The hike was just what I was looking for. The trail starts out on what was once probably a logging road but is now a grassy path traversing up a gentle wooded slope. About half the trees were bare; filled with light the forest seemed open and inviting. Part way up, the trail ascends through an area which was logged maybe 15 years ago and has grown up with a dense understory of beech, a flood of yellow in the sunshine. Towards the top the way became quite steep and somewhat difficult to follow, marked by low cairns which were nearly smothered in fallen leaves. It occurred to me that this steep trail slippery with dry leaves was more than Mom and John had bargained for but they managed the irregular rocks and short ledgy sections without much difficulty, and slowly enough that Susan, who is unaccustomed to significant uphill walking, was still able to keep up. I had plenty of time to take photos but the telephoto lens was too long for group shots and I didn't bother to change it out. For birds, I heard only a few chickadees and nuthatches. The trees were more interesting, an open mix of spruce, oak and some of the largest hop-hornbeams I've ever seen. Though not more than 20' tall a couple of them were nearly 18" in diameter, impressive for a tree whose trunk is normally less than 6" thick. The stout trunks and delicately shaggy bark reminded us of old apple trees but the tapered crowns with fine twigs are hard to mistake for anything else.
Descending the ski slopes
Mom, Sarah and John on the Knoll
We sat on the ledges for a half hour or so. The view from the Knoll is more constrained every year, obstructed in most directions now by red spruces which were barely more than bushes when I was young. We picked out Sarah's house, and Dean's newly-cleared lot on the ridge of Tin Mountain above the Dundee height-of-land. Dean, who according to Mom and John once threatened to stuff his ex-girlfriend into a freezer than run her through a wood-chipper once she was good and stiff if she persisted in spreading the rumor that he was the father of her increasinly evident unborn child. That was when he was a young man; apparently he's settled down quite a bit since then. The money he's made selling off pieces of the old family farm over the years might have something to do with that transformation. Other than the McMansions scattered through the woods, the area below Black Mountain doesn't look that much different now than it did then. The ski slopes we hiked down this afternoon are pretty much the same as those I learned to ski on almost half a century ago.
 
 
Susan fixed Shepherd's Pie (both vegetarian and meatitarian versions) and Sarah baked a flourless chocolate cake to celebrate Mom and John's 42nd wedding anniversary, which is tomorrow. Dinner was delectable and Mom and John were touched by our thinking of them. After dinner we posed for a photo on the sofa in the PT room, first Eric and Sarah and I, then Mom and John and the three of us with Susan and Roger.
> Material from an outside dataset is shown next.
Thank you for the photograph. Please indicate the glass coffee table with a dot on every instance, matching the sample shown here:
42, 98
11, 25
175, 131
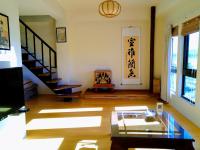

It took half a dozen attempts with the self-timer before we obtained a successful shot.
10/28/2009 Boston Rain, 53
The plane was nearly empty; fewer than 50 passengers were on the Jetblue flight to Seattle. That works out to not even one passenger on each side of the aisle per row. The flight attendants said that this evening's flight was an anomaly; usually the plane is reasonably full. I hope so; I like that flight and would hate to see it cancelled.